Kipping Toes to Bar: I like 10’s to keep the cycle rate high and the potential of burning out low.
Wall Balls: 1 set off the start, and then it should transition into 2 sets. If you and your partner wanna go unbroken, that’s amazing. However, someone has to jump up on the rings first.
Ring Muscle Up: 5’s would be the minimum here so be smart and don’t burn yourself out. remember, it does not have to be even.
Mobility and Maintenance: Choose 1-2 Thoracic Mobility Drills from Kelly Starrett’s Mobility WOD and spend 5-10 minutes with them.

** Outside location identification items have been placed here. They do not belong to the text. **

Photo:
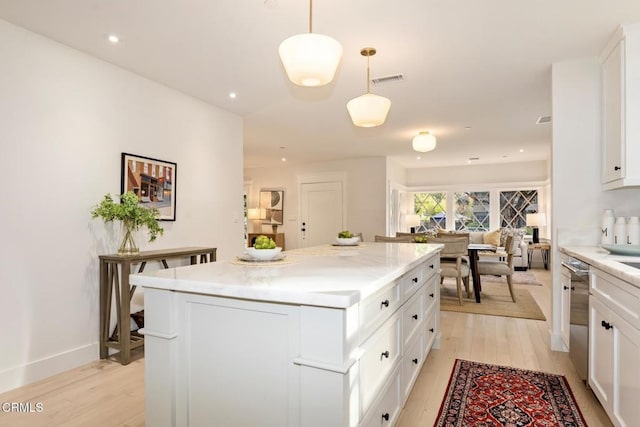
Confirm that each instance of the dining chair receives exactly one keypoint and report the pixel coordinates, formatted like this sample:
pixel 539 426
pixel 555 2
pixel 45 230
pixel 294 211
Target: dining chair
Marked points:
pixel 501 266
pixel 452 261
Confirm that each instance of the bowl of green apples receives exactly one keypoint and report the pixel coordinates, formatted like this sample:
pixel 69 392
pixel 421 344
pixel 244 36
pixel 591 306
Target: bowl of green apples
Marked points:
pixel 264 249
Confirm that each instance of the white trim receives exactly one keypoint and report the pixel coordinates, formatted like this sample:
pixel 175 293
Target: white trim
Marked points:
pixel 19 376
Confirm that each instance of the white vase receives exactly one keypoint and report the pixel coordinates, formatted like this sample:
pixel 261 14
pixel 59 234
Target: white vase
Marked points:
pixel 633 231
pixel 607 227
pixel 620 231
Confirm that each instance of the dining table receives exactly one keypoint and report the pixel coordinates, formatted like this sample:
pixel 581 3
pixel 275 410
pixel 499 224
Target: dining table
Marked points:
pixel 474 249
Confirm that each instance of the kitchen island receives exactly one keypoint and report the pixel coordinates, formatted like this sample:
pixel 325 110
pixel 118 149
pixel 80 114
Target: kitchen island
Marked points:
pixel 327 336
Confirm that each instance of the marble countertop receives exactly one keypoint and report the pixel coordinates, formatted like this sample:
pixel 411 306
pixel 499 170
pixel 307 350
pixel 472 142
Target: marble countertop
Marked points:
pixel 329 276
pixel 605 261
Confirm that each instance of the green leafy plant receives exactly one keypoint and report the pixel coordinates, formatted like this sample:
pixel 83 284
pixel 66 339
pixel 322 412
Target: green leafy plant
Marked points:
pixel 131 213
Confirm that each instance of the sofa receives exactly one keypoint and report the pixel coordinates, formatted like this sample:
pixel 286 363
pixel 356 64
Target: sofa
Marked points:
pixel 520 246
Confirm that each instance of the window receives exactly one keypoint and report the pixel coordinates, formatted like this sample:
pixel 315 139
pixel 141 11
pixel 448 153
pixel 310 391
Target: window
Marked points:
pixel 514 207
pixel 432 208
pixel 472 211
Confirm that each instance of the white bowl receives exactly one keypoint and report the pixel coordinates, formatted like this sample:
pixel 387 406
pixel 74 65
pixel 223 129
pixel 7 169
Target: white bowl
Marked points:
pixel 347 241
pixel 263 254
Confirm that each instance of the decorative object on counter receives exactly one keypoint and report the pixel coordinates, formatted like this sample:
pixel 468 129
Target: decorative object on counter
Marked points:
pixel 153 181
pixel 631 250
pixel 620 231
pixel 633 231
pixel 273 203
pixel 133 216
pixel 608 220
pixel 535 221
pixel 485 394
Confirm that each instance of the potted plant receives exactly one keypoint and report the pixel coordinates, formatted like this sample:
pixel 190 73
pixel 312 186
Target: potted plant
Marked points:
pixel 132 215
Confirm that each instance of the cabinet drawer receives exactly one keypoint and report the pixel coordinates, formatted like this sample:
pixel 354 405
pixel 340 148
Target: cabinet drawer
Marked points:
pixel 411 281
pixel 412 316
pixel 412 359
pixel 431 330
pixel 620 296
pixel 386 410
pixel 378 307
pixel 381 354
pixel 431 293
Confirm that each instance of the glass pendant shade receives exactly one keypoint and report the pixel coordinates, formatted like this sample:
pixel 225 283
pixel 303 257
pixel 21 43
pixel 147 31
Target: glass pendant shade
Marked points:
pixel 310 59
pixel 424 142
pixel 368 110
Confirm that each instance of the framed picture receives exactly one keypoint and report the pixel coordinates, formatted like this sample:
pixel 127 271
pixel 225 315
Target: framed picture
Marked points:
pixel 153 180
pixel 273 202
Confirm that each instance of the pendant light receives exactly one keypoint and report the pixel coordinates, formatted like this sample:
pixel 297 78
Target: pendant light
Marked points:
pixel 368 110
pixel 310 59
pixel 423 142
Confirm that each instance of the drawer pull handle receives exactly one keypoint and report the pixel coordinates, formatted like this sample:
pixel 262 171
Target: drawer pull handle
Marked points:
pixel 606 325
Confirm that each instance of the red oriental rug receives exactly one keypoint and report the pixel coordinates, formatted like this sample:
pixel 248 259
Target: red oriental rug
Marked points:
pixel 484 395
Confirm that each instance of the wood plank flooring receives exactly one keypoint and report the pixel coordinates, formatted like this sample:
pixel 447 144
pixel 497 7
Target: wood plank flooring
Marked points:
pixel 105 393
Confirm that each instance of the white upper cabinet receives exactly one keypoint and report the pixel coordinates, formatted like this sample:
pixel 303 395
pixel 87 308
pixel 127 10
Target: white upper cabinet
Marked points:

Choose 1-2 Upper Extremity Mobility Drills from Kelly Starrett’s Mobility WOD and spend 5-10 minutes with them. Choose 2-3 Lower Extremity Mobility Drills from Kelly Starrett’s Mobility WOD and spend 10-12 minutes with them.
Nutrition Preparation: Ensure that you have quality foods prepared in the appropriate quantities to fuel your efforts for the remainder of the week.
Mental Restoration: Different for everyone – could be quiet time, prayer or meditation or could be gathering with friends; the key is to engage in activities that make your life full and help you recharge your batteries.